From: New Braunfels, TX
Region: Southwest
Topic: Cacti and Succulents
Title: Damage to Agave in New Braunfels, TX
Answered by: Barbara Medford

QUESTION:

In a flower box, I have an Agave on which the leaves have been damaged. It looks as if a deer rubbed his antlers on it. Is there any animal in south central Texas that would try to eat an agave?

ANSWER:

Times have been hard this summer in Central Texas, and lots of little (and big) animals are coming into home gardens to browse. However, it is unlikely that even deer would tackle an agave, and if they won't, we can't imagine any other animal that would. Few plants are completely deer resistant. Several factors influence deer browsing, including density of deer population, environmental conditions, such as drought, and plant palatability. Deer tend to avoid plants with aromatic foliage, tough, leathery and/or prickly leaves or plants with milky latex or sap. Two agaves on our Deer Resistant Species list are Agave americana (American century plant) and Agave univittata (thorncrest century plant). They would simply be representative of all the native agaves in our Native Plant Database. Not only are they tough and prickly, but they have a very potent sap that we are warned to avoid contact with when we trim or transplant agaves by wearing heavy gloves and goggles. Deer are not tremendously smart, but it does seem doubtful they would try something like that.

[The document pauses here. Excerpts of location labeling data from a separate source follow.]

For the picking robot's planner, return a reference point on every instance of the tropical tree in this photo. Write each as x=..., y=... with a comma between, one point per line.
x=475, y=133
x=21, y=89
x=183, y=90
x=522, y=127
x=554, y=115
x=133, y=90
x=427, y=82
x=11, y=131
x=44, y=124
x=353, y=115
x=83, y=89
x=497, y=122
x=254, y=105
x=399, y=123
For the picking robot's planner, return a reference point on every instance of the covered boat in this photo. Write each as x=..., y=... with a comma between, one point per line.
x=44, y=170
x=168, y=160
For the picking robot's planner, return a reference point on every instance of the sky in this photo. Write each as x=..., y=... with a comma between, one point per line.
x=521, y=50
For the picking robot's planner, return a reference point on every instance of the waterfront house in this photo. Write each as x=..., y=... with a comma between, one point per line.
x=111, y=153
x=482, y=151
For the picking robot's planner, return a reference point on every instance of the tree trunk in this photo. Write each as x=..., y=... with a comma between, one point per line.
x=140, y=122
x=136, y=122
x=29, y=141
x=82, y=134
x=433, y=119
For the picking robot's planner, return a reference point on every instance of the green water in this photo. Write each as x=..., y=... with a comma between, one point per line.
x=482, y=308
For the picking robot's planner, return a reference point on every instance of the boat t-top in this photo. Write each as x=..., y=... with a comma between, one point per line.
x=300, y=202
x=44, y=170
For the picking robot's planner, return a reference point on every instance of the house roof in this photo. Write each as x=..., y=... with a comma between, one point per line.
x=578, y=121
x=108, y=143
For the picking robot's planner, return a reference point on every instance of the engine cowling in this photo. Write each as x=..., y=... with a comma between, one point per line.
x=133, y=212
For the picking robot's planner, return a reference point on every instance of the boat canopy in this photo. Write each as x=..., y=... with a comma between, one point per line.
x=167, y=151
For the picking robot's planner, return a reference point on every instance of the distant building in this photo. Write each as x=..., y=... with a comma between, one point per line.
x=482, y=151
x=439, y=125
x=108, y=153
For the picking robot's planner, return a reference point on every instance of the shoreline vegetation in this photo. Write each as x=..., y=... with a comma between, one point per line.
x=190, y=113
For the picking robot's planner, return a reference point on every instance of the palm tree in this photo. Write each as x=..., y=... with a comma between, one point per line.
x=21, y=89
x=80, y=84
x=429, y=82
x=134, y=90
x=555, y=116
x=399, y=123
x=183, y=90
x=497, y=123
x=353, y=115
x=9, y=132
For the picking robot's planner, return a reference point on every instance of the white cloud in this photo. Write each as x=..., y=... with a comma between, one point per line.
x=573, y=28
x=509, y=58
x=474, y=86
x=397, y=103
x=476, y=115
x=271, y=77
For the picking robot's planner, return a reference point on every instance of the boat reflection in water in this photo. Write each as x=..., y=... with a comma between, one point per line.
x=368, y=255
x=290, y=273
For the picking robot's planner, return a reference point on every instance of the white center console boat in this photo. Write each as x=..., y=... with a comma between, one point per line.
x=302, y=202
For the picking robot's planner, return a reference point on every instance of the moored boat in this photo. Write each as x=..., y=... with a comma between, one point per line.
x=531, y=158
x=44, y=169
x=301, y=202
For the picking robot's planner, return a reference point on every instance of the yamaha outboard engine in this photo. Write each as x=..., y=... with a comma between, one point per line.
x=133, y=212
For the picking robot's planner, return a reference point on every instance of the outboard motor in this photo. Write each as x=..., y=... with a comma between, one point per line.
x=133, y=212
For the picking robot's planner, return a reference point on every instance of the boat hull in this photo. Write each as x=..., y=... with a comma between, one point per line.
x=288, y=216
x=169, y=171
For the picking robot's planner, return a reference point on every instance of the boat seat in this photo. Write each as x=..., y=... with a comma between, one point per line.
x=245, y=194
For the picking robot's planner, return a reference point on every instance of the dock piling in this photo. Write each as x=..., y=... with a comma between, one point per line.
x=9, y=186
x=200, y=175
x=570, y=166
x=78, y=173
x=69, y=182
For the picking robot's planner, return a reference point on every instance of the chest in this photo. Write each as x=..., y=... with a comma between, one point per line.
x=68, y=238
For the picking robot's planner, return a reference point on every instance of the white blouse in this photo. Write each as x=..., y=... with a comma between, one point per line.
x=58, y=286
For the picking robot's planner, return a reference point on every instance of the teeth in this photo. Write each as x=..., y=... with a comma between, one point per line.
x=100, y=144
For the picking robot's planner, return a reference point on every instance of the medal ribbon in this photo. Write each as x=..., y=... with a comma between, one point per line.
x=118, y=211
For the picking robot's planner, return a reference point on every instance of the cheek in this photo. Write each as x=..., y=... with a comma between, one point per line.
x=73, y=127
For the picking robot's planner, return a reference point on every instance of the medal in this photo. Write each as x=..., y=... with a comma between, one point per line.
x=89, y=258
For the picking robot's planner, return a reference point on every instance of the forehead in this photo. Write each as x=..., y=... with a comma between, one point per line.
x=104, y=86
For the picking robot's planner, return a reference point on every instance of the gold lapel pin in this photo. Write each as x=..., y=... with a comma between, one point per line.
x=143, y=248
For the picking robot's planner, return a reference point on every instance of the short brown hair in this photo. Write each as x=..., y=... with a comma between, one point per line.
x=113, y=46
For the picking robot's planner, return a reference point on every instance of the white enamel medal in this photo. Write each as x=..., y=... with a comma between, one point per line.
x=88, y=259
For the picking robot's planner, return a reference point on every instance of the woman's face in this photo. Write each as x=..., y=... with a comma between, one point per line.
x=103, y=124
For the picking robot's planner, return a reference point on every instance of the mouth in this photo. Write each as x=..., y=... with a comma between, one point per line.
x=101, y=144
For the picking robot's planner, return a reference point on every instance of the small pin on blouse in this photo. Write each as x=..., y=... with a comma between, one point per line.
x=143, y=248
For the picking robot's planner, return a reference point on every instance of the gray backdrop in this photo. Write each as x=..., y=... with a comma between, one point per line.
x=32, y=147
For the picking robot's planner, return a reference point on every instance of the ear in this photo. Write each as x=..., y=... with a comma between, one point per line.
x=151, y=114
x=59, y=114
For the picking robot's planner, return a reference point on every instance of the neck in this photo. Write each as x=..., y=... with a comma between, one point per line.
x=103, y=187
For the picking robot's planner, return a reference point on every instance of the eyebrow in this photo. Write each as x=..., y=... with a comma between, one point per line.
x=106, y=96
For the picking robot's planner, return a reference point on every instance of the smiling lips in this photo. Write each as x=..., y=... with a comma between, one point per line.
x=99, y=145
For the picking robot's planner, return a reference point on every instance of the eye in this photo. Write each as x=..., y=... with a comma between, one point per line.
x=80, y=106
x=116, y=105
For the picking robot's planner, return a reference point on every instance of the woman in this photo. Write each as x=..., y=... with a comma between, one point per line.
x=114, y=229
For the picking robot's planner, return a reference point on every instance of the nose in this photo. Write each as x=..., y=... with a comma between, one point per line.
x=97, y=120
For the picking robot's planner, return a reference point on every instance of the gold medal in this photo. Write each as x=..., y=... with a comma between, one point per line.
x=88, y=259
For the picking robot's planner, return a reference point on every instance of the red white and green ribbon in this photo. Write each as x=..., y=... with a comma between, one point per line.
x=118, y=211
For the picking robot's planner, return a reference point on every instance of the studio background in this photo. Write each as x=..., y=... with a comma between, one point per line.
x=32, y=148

Male deer shed their antlers between January and April. During the growth period of the bony antlers, which is Summer, they are covered with a sensitive skin called "velvet". Antler growth spans 2 to 4 months, after which the velvet withers, dries and falls off, often assisted by the deer, which rubs his antlers against tree bark. Mating season is in the Fall, so the velvet is usually being shed in early Fall. So, it is within the realm of possibility that the damage to your agave was caused by a deer that perhaps tried to have a bite, and decided if he couldn't eat it, he'd rub his itchy antlers on it.